Я тут в одной из своих «Коммуналок» уже расписывал прелести дворовой жизни, но при этом малодушно умолчал, как она для меня начиналась. Не слишком героически, мягко говоря. Но уж коль я взялся исповедоваться (а все эти «Мои коммуналки» в каком-то смысле и в какой-то мере исповедь), то и надлежит мне быть честным до конца.
Так вот. Когда я только начал «сам-один» выходить во двор, это лет где-то с шести-семи, мне сначала крепко доставалось. И теперь я пацанов понимаю: я - мелкий, тощий, кучерявый, а чуть позже - и стриженый налысо, неловкий, ни мячом, ни «чеканкой», ни пристеночной битой толком не владеющий, одно слово – хлюпик. Соответственно ко мне и относились. Однако через некоторое время я начал ощущать как бы послабление режима, а вместе и чувство безопасности, защищенности, что ли. Как-то постепенно исчез риск схватить нежданного и неспровоцированного «пендаля» или «леща», или лишиться какого-нибудь дорогого мне имущества, неосторожно вынесенного из дома напоказ коварным сотоварищам по дворовым играм. И во все игры принимать меня стали беспрепятственно, невзирая на низкий уровень физической и тактико-технической подготовки: и в прятки, и в «колдунчики», и в «домики на весу», и в «казаки-разбойники», и в «пристенок», и в «расшибец», и даже в футбол. В общем, стали относится ко мне, как к равноправному и даже уважаемому члену сообщества. Но это, как выяснилось, не по моим личным заслугам, а по «связям наверху», так сказать. Да, были у меня старшие братья, целых трое, родной и двое двоюродных, и жили все в том же дворе, но в дворовой жизни никакого участия на то время уже не принимали, а меня так и вообще в упор не видели – слишком были заняты своими бурными личными жизнями. Так что толку мне от них не было никакого. Но покровитель у меня все же, оказывается, был. И какой!

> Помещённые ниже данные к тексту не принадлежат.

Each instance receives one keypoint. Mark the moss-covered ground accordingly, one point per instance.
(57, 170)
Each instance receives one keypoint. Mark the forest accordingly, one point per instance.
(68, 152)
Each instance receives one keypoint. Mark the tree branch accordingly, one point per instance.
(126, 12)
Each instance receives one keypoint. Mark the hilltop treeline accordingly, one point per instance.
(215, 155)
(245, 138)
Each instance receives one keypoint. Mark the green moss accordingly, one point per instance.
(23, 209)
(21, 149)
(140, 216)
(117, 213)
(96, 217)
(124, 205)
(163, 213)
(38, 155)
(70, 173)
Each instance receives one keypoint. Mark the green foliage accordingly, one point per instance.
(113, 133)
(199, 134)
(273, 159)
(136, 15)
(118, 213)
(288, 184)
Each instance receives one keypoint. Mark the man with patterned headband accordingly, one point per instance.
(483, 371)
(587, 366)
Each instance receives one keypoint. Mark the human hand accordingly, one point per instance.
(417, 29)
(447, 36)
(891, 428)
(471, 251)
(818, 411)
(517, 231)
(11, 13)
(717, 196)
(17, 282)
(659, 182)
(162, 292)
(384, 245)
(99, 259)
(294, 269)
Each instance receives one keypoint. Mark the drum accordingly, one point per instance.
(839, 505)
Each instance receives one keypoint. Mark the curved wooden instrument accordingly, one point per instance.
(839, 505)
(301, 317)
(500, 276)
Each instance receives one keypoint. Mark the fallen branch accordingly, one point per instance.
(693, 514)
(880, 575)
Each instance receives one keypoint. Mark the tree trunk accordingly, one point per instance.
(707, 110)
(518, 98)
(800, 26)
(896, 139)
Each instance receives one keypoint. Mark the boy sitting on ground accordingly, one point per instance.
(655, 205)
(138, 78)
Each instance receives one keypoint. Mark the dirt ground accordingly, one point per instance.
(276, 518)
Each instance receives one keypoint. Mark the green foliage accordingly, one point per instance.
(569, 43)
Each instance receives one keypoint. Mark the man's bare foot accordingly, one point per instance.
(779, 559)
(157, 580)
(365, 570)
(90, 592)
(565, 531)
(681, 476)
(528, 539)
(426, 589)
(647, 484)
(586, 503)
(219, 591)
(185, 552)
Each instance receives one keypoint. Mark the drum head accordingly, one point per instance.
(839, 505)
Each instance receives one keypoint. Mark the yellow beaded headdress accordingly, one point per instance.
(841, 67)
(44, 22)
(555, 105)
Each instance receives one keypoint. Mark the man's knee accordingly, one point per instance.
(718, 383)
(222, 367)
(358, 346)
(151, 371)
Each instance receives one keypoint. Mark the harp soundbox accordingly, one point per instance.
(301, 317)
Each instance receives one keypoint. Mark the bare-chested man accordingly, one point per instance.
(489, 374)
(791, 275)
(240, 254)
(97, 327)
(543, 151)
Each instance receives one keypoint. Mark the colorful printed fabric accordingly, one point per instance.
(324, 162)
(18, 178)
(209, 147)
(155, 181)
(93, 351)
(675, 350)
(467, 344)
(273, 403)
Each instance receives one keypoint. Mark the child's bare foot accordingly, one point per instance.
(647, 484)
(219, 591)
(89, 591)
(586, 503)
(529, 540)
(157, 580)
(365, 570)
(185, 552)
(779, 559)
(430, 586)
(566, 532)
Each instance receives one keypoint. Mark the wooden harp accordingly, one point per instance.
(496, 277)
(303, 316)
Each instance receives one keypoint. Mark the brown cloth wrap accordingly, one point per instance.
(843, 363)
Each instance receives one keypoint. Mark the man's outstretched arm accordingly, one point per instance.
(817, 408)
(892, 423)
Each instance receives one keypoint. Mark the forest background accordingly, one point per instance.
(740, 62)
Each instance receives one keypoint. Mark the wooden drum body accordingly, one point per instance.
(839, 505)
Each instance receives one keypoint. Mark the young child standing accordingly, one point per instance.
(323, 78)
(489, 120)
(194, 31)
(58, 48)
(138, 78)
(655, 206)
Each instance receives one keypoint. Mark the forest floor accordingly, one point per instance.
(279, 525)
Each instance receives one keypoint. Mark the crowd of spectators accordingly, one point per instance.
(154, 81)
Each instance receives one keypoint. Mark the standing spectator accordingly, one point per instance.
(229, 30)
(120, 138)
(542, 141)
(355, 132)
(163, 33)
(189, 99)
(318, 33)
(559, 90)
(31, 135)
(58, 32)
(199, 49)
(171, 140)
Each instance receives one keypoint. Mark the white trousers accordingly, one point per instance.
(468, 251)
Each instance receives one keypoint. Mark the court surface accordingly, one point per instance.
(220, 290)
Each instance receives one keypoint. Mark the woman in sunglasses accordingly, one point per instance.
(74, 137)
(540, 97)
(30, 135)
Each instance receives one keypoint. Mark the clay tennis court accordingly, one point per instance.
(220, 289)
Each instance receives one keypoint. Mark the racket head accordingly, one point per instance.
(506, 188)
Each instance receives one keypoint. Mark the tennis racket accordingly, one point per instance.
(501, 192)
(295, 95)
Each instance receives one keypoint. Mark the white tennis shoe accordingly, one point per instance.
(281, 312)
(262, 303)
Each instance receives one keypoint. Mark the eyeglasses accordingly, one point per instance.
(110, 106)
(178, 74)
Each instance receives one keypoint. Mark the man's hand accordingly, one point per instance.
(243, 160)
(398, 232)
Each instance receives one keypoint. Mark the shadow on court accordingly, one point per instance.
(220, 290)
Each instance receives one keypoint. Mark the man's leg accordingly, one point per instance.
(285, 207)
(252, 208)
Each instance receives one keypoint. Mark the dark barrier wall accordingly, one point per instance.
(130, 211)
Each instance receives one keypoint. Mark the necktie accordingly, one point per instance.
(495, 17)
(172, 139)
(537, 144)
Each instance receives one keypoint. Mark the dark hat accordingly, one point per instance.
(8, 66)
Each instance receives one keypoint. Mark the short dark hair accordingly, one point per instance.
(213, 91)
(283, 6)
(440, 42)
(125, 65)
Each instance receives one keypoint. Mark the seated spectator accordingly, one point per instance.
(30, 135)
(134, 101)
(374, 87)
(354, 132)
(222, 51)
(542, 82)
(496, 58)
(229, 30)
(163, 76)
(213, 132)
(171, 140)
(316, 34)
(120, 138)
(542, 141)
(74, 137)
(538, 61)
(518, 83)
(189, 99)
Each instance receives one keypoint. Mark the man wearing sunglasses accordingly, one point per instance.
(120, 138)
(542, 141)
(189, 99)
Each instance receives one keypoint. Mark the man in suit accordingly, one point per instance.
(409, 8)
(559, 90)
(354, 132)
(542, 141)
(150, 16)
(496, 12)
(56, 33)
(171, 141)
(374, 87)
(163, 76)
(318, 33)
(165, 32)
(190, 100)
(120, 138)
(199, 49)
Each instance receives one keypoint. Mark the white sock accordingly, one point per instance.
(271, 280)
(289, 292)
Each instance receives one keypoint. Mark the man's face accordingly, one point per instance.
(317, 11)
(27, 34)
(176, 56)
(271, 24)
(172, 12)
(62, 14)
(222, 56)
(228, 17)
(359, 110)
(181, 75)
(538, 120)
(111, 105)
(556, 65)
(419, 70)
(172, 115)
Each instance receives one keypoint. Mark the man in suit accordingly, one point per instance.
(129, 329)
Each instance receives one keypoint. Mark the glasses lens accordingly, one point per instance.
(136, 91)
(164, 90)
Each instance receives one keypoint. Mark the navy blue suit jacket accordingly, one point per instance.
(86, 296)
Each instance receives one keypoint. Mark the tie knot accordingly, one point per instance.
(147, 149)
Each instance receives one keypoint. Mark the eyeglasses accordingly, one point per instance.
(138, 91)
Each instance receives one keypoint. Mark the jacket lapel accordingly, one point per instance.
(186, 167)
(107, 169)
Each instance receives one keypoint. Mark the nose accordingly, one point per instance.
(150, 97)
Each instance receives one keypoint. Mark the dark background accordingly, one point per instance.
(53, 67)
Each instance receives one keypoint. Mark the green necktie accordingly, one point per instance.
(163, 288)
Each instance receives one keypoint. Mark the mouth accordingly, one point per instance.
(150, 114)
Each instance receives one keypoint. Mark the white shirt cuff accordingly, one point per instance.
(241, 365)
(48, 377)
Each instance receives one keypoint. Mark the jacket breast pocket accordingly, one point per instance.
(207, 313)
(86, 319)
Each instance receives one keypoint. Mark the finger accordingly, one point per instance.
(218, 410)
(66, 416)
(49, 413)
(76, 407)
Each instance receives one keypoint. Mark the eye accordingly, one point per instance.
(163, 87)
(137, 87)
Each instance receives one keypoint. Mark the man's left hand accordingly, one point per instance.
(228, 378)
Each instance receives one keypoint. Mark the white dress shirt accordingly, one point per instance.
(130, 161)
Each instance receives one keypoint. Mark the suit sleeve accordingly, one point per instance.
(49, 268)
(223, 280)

Жила в нашей квартире среди многих прочих одна странная, как бы это сказать, сдвоенная что ли, семья. Я уж о ней поминал в самой первой своей «Коммуналке». Глава ее, имя вдруг недавно всплыло (это через семьдесят-то лет!) - баба Берта, очень властная старуха, и две ее дочери, тетя Рая и тетя Таня, со своими детьми, сверстниками моего старшего брата, то есть постарше меня лет на пять - семь. У тети Тани дочка Оля, а у тети Раи – сын Валера. И все это - в одной комнате. Оля была зубрила и отличница, а Валера – созревший «блатной», успевший уже на момент этого повествования «сходить по малолетке».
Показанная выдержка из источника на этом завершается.